The startup, a get-me-anything-now service staffed by humans and some automated processes, shot to popularity about a year ago during a stint with Silicon Valley business incubator Y Combinator. In the beginning, Magic's founders and their friends answered requests day and night for food delivery, shopping, errands, and gag gifts. Magic now employs people in San Francisco dedicated to answering these requests, and it's hiring more there, according to its website. (The company calls them Magicians.)
A job posting on Kalibrr Inc., a recruiting website in the Philippines, reveals Magic's plans for the future. The company is hiring full-time workers in Manila to staff its concierge services. The job pays 25,000 to 30,000 Philippine pesos a month, which works out to less than $8,000 a year.

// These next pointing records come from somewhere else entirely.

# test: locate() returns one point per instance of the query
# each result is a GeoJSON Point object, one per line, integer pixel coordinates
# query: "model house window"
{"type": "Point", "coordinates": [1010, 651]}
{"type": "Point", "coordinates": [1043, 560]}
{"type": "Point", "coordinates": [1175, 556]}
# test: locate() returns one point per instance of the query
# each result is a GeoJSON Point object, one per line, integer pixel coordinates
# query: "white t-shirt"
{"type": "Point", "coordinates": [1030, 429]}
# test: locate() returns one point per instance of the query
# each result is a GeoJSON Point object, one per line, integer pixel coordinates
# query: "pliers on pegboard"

"When a client asks you to deliver pizza while they’re on a boat or when a client asks you to get them a last-minute helicopter ride in Las Vegas, you find a way to make it happen," the listing reads. "You will be a part of the founding team in Manila, building the company of the future, and changing the world."

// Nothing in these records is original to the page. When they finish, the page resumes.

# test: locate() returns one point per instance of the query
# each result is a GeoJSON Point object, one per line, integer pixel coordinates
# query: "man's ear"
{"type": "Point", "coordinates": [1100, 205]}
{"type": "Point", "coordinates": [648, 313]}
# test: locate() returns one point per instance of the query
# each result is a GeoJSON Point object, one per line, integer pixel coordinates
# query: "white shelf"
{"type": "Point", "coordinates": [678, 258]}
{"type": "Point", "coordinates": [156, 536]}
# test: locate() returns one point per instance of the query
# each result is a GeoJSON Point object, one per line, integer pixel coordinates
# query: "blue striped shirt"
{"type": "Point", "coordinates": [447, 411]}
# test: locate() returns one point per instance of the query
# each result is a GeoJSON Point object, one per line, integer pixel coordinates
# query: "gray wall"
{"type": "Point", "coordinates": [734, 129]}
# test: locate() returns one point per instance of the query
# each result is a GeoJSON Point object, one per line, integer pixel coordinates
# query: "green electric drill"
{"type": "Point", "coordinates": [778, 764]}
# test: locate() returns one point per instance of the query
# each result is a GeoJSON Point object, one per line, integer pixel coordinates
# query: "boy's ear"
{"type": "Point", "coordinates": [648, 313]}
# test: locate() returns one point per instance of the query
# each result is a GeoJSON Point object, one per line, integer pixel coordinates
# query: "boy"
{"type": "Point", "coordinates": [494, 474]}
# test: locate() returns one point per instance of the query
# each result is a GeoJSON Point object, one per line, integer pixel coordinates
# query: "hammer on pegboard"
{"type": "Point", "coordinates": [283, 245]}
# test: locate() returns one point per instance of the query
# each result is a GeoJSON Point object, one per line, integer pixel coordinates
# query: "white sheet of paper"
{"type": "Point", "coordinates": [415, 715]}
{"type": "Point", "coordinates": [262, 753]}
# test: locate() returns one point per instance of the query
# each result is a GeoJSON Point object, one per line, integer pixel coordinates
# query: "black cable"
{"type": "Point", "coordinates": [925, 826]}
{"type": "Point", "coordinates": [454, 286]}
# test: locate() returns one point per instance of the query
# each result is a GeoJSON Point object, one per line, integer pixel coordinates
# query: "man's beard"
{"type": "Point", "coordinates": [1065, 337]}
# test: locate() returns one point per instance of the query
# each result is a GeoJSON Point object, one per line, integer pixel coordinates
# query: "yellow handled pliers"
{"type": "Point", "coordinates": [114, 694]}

Technology companies have long turned to cheap labor in the Philippines, India, and elsewhere to handle menial tasks, such as labeling images, moderating website comments, and responding to customer service inquiries. The recent wave of on-demand startups has been no exception. Uber Technologies Inc.'s ballooning ride-hailing business has come with an equally big pile of complaints and requests from customers, so it has moved much of its support operations to the Philippines in the past year—first by hiring workers through a company called TaskUs, then by establishing its own centers. TaskUs, a firm with offices in Manila that advertises "ridiculously good outsourcing," lists HotelTonight Inc., Groupon Inc., Whisper, and Tinder as clients on its website.

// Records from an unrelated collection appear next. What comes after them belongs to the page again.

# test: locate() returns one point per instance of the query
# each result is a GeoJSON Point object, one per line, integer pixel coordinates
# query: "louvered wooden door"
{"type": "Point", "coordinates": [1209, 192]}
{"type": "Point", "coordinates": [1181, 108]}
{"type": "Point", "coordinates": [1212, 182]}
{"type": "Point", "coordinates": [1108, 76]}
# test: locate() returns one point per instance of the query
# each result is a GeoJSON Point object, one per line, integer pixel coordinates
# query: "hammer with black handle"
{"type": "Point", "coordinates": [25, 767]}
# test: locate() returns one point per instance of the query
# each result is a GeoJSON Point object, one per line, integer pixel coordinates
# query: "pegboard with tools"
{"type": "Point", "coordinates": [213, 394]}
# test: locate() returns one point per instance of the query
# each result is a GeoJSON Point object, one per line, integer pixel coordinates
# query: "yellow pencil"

In February, a San Francisco customer-support employee at Yelp Inc.-owned food delivery service Eat24 published an open letter to the chief executive officer saying she couldn't afford groceries on her meager pay. In response, Jeremy Stoppelman, Yelp's chief executive officer, said the company was already relocating support to Arizona. "The reality of such a high Bay Area cost of living is entry-level jobs migrate to where costs of living are lower," he wrote on Twitter. Uber rival Lyft Inc. and Postmates Inc. have established support teams in Nashville.
As the venture capital environment has cooled over the last few months, investors are encouraging companies to cut costs where they can, and labor can be one of the biggest expenses for a startup. Magic is somewhat unique in that customer service is its only business. The company advertises access to "top-tier executive assistants and concierges." Operator, a shopping-centric competitor to Magic in San Francisco, doesn't employ any of its service staff outside the U.S.
In January, Magic began to focus on its biggest spenders. It introduced a premium feature called Magic+ for $100 per hour, plus the cost of goods bought through the service. In addition to ordering products on a client's behalf, Magic+ handles e-mail, scheduling appointments, travel planning, and other tasks typically assigned to an executive assistant.
While Magic's service is available only in the U.S., CEO Mike Chen said having concierge staff in other countries can make the company more efficient. "Magic is very modular," he said. "You break down requests into various parts, and different parts are handled by different parts of the organization."